A África já fazia design há tempos, simplesmente não era chamado assim. Como afirmou o artista beninese Romuald Hazoumè “o design existe em muitas formas, sendo interpretado e valorizado de forma diferente por muitas culturas”. Reverenciadas em reinos antigos, onde mestres do artesanato recebiam status especial, as artes visuais eram parte integrante das sociedades africanas, abarcando, por exemplo, têxteis, cerâmicas e esculturas. No pré-colonialismo, mestres do artesanato deviam criar artefatos funcionais e esteticamente harmoniosos. Os artefatos tinham significados específicos, sendo produzidos para atender necessidades pessoais, domésticas e/ou cerimoniais, em oposição à geração de renda – como observado pela historiadora da arte libanesa Susan Vogel. O valor comercial das artes visuais na África possivelmente se iniciou com o florescimento do comércio internacional, quando produtos passaram a ser adaptados especificamente para mercados externos. O comércio, e mais tarde o colonialismo, teve um efeito profundo na forma como as artes visuais da África passou a ser vista, em um primeiro momento, a partir do contato com comerciantes portugueses no final do século 15, depois com árabes nos séculos 18 e 19 e europeus em meados do século 19 (MATSINDE, 2015).

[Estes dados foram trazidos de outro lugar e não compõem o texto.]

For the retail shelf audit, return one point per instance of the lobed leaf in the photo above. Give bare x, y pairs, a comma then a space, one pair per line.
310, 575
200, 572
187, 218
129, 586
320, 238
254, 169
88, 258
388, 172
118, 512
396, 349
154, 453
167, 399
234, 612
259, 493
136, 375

Por mais que possa parecer que a antiga arte visual da África tenha sido bem documentada e sujeita a muitas pesquisas, esse não é o caso, uma vez que foi realizada a partir de uma perspectiva eurocêntrica, incorporando, por vezes, uma abordagem evolucionista e limitada aos gostos pessoais, produzindo uma narrativa desrespeitosa e desacertada no que tange às culturas africanas. Embora o surgimento de uma “indústria de design” possa ser recente, aspectos do design no continente africano não devem ser vistos como algo novo. O que era criado deveria ser bem pensado e refinado até se adequar ao propósito pretendido. O crescente interesse e coleção de arte visual da África coincidiu com grandes mudanças na Europa, onde industriais passaram a advogar a favor de artigos feitos à máquina em vez daqueles feitos à mão. Este fenômeno, como observaram o arqueólogo britânico John Picton e a historiadora da arte estadunidense Janet B. Hess, ditaria, por sua vez, a classificação de máscaras e esculturas como “belas artes” e de cerâmicas e têxteis como artesanato, um gênero que passará, cada vez mais, a ser considerado inferior ao chamado “design” (como já discutido aqui no perfil – ver o post “repensando o conceito de design” – entender o design como restrito aos objetos industrializados pode ser um modo de reiterar desigualdades sociais) (MATSINDE, 2015).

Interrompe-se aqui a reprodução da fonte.